By Paula Bernier, Executive Editor, TMC  |  December 11, 2012

This article originally appeared in the Dec. 2012 issue of INTERNET TELEPHONY.

The term unified communications has become tainted in the past decade as the industry has grappled to address a rapidly changing communications environment and appeal to businesses with integrated solutions that are at the same time fun and productive to use, Chris Hummel, chief commercial officer with Siemens Enterprise Communications (News - Alert), noted during his ITEXPO Austin address in October.

“For whatever reason, it’s really hard,” said Hummel. “It’s really hard.”

But despite all the challenges of UC, he said, Siemens (News - Alert) continues its work to crack that nut, and provide businesses with seamless and joyous integrated communications experiences.

The promise of UC today is to unify and harmonize communication channels, business processes, the mobile workforce, and the user experience, he said, to enable efficiency, savings, agility, mobility, productivity, collaboration, a great customer experience, and competitive advantage.

Part of the problem with getting UC off the ground, however, is that the different pieces of UC have been built as separate stovepipes, and that much of the money in the industry comes from selling all the separate stovepipes and then tying them all together into what are often incomplete offerings that have significant integration and interoperability challenges, he said.

Hummel went on to say that there are four compounding factors in the world that are creating unmet demand for UC. That includes the fact that work is mobile and distributed; consumer devices lead; joy of use is expected; and conversations are multi-modal and global. He added that, historically, everybody in the industry has been chasing the idea of ports – or, how many enterprise phone lines they can capture. But the Ethernet port has triumphed over the phone port, he said, so IT won the IT/telco war. That said, the success of companies like Siemens will not be about an individual connection; instead, it will be about delivering “information-based value” that delivers more context and supports the “anywhere worker.”
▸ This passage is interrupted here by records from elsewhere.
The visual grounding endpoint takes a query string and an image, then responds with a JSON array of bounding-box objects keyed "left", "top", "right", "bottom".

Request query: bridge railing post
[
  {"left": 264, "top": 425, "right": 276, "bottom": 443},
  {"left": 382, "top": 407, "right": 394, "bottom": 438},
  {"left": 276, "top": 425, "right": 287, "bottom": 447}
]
“Where we are today is we are focused on unifying the platform, unifying the customer experience” among devices and OS platforms, he said.

“We have to provide mobility as the norm, not a mobility adjunct,” he added, noting that Siemens is swapping out the chips in its desktop devices to be mobile chips. Making mobility the default, he said, will address the new work environment and allow for a user experience that is consistent across the desktop phone, the smartphone and the tablet.

Siemens also is focused on allowing people and businesses to use tools any way they want and to embed those tools in existing work processes, activities and applications, said Hummel.

“Watch this space, because I feel like this is where the industry has to go,” he concluded.